The COVID-19 pandemic pushed more people to recreate outside than ever, according to research from the Outdoor Industry Association. One of those people was Halie Cousineau, a Southern Oregon transplant who joined the Southwest Oregon Climbers Coalition nonprofit that Orton founded. According to its official website, SWOCC’s purpose is to advocate for rock climbing opportunities for all people. Cousineau joined, she said, to make friends and get to know a new area.

“They immediately rubbed me the right way,” she said. ”I like having a community I can take action in, and that’s what they do. They make sites more accessible and they work on education.”

In September of 2020, the Archie Creek fire scorched the patchwork green valley surrounding the Honeycombs. For as long as it takes to strip the valley of burned salvage logs, climbing in the area is closed, said John Blodgett, the private timber owner that SWOCC worked with to allow climbing access to the area.

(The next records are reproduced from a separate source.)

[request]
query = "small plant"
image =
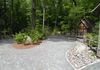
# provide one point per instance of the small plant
(20, 37)
(36, 35)
(91, 39)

But the bolts that Orton drilled are stainless steel, he said. And likely, they’ll be just fine. Climbing will come back to the Honeycombs, and the fire and logging will likely only expose new parts of the cliffs to climb, he said.

In the climbing world, to do a first ascent is a big deal. Your name is attached to a route, forever.

“I don’t think Greg really wants people to recognize him. He just wants people to be out there climbing. He wants these places to be accessible, forever,” Long said.

Orton’s name is attached to over 200 routes in Southern Oregon. When asked which one is his favorite, he said, “Well, I don’t have one. That’s like asking what your favorite kid is.”